Sudah 2 hari mama opname di Rumah Sakit. Mama kena strook. Untung masih tergolong ringan. Penjelasan medis dari dok­ternya, insya Allah mama akan bisa pulih lagi. Dunia ke­dokteran sudah maju. Begitu ju­ga obat-obatan. Banyak yang cang­gih. Manjur.

Imbasnya, kami semua jadi kedodoran. Bik Nur mengaplus mang Badar yang jagain mama semalaman. Karena kebe­tulan aku pun sedang sibuk-sibuknya urusan Kampus, paling sore baru bisa njenguk mama. Mang Ba­dar-lah yang bertugas menjaga mama sampai pagi.

Alhamdulillah, mama tam­pak­nya cukup berkemajuan. Ta­ngan kanannya mulai membaik walau masih sedikit dingin. Su­dah bisa memelukku.  Cuma ada yang nembuatku heran. Mama tambah sentimentil. Sering air matanya sepertinya tak terben­dung. Bercucuran dengan sendi­rinya sambil mengarasi pelipis­ku. Dalam kali pandang matanya. Sempat terbersit, apakah ini me­ngisyaratiku, sebentar lagi mau pergi jauh? Ah, tidak. Tidak! Ya Tuhan, jangan panggil dulu ma­maku. Izinkan mama sembuh. Aku... aku....

* * *

“ Non Mejin, hari ini Non e­ng­gak ngajar di kampus kan? (aku hanya mengangguk). Mama Non ada pesan agar kita dua, jam 8 nanti ke rumah sakit. Mama bilang begitu...”

“Oh ya Bik, mungkin mama ingin kita ramai-ramai menjem­putnya. Kan mama udah sem­buh.” Bik Nur tersenyum lebar. Astaga. Betapa rasanya aku se­perti sedang disambar petir. Aku melihat mang Badar berpega­ng­an tangan dengan mama. Mang Badar mengecup kening mama? Mataku nanar seketika. Kunang-kunang meng­ganggu pemanda­ng­an­ku. Bik Nur yang ada di be­la­kangku memegangi kedua lenganku. Membimbingku untuk duduk di dekat mama.

“Non, mama mau menyam­pai­kan pesan dan sekalian ber­pamitan...” bisik bik Nur. Ke­sadaranku berangsur pulih. Mau berpesan? Mama sekalian berpa­mitan?  Kulihat bik Nur menger­dip, entah isyarat apa kepada ma­ma. Mama pun terseyum ma­nis....

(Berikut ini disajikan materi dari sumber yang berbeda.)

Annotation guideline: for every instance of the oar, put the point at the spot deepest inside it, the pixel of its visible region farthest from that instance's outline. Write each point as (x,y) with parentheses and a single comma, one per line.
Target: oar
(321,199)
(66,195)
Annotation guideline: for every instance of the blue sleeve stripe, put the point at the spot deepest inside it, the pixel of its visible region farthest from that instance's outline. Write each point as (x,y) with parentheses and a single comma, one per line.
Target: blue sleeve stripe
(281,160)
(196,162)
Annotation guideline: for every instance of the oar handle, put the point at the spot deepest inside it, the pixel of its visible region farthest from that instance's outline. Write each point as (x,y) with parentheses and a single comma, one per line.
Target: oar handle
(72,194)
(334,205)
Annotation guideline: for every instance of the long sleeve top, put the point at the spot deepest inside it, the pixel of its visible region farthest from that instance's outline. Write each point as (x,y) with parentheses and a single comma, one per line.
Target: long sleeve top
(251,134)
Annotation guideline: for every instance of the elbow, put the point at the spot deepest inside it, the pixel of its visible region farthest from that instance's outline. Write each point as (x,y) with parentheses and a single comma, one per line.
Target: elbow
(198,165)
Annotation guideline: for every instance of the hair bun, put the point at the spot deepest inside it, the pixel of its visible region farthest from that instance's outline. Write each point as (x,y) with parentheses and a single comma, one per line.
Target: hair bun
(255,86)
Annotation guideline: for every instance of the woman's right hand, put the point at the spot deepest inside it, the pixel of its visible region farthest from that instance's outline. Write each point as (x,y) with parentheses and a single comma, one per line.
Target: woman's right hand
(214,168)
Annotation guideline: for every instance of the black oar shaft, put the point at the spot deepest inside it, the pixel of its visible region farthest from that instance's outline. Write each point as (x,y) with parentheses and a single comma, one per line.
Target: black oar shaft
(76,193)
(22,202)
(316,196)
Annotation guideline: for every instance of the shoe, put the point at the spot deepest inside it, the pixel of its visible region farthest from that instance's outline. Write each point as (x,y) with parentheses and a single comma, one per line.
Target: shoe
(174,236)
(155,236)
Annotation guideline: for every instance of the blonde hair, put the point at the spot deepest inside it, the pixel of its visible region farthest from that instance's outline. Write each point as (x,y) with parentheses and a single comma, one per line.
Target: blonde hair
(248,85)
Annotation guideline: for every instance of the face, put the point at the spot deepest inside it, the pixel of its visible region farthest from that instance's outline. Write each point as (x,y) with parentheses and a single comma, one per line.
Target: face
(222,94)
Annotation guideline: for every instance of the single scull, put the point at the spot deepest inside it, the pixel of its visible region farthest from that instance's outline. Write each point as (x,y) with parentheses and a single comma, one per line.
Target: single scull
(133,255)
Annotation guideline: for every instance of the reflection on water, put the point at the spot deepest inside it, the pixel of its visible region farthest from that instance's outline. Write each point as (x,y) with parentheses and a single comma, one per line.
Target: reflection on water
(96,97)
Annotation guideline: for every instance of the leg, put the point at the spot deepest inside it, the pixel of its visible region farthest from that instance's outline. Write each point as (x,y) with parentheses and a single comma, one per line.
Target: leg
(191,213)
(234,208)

“Mejinku, rasanya sudah tiba saatnya. Pagi ini mama mau ber­pamitan padamu. Kam sudah le­bih dari cukup dewasa. Lebih pen­ting, Tuhan telah tentukan jalan takdirku, takdirmu, takdir Bik Nur juga mang Badar. Kam jangan terkejut, jangan marah. Mama mau bicara tentang kebe­naran. Kebenaran kita semua. Mau tak mau suka tak suka, kam boleh marah, tapi inilah saatnya mama kasih tahu. Kam mejinku yang mama sayangi selama ini, kam itu an.... (mama tersendat bicaranya) .. kam itu anak adopsi mama. Makanya mau berpamit­an sama kam, jika kam berubah boleh tak sayang mama – mama sudah siap segalanya. Mama merasa sudah selesai membayar janji mama, untuk menjunjung tinggi kam sampai S2. Jadi Dosen, mama sudah laksanakan tugas semampu mama. Mereka­lah ayah ibumu.” kata mama sambil merangkul bik Nur dan Mang Badar.  

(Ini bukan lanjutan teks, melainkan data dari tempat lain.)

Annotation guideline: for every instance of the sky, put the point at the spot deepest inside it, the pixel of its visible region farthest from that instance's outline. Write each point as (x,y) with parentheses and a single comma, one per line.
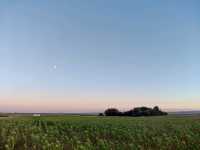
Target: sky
(86,56)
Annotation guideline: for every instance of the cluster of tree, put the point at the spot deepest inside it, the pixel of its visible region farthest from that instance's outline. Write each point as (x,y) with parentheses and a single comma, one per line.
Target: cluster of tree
(138,111)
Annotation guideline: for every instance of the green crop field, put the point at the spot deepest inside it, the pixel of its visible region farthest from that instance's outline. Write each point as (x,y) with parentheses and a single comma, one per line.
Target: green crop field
(91,133)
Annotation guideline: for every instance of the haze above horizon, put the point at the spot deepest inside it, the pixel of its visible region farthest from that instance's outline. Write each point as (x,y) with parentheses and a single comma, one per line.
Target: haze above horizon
(86,56)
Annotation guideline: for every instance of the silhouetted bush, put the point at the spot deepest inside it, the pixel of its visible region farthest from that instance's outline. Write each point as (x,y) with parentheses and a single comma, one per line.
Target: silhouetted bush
(138,111)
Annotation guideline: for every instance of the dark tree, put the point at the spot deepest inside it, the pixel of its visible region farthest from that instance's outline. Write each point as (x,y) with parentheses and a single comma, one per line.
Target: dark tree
(101,114)
(138,111)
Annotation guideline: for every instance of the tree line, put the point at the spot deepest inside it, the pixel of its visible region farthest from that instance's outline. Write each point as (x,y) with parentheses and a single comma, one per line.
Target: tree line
(138,111)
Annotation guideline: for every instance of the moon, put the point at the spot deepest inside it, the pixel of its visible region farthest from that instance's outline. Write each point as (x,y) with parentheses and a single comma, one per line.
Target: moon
(54,66)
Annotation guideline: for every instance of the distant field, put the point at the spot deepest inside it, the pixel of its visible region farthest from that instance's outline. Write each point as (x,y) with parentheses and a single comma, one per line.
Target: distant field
(91,133)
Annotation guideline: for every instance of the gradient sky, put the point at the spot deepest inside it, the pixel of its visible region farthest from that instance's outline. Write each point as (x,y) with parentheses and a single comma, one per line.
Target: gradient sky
(85,56)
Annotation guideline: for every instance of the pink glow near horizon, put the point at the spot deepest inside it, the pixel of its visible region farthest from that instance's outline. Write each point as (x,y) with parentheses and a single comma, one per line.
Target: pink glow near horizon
(83,103)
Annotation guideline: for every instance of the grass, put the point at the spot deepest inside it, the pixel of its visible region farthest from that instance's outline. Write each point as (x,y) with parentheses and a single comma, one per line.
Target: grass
(91,132)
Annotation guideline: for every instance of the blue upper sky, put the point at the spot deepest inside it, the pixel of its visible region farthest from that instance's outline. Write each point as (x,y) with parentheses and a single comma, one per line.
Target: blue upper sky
(101,45)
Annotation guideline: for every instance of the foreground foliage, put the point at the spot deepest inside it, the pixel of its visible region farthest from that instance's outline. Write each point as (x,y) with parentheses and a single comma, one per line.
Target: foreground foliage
(90,133)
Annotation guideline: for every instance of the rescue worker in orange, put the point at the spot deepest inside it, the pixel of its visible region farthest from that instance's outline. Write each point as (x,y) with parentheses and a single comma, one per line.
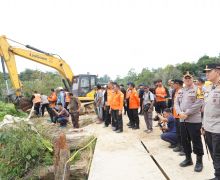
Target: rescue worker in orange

“Tidak Ma! Tidak mama jangan berpamitan begitu. Kam tetap mamaku. Aku tetap Mejin­ndu.” aku tubruk mama dalam de­raian air mataku.  (Mejinndu- Karo= Mejin-mu). Aku yakin, Tuhanlah yang telah mengge­rakkan kedua tanganku memeluk erat mama. Sebuah peristiwa be­sar baru saja aku terima dan rasa­kan. Peristiwa terbesar dalam hi­dupku.

“Anakku,” bisik bik Nur dan mang Badar ketelingaku. Entah­lah, secara naluriah aku rangkul juga kedua orang tua baruku.

Deli tua Maret 2017.

Catatan:

LGBT= Lesbian, Gay, Bisex, Transgender. Julukan untuk kumpulan orang-orang yang    pu­nya perilaku sex  menyim­pang.

-Hedonis= Pengikut Hedon - na­ma anak dewa di legenda Barat -  yang kerjanya cuma enak-enakan menikmati hidup dan kekayaan bapaknya.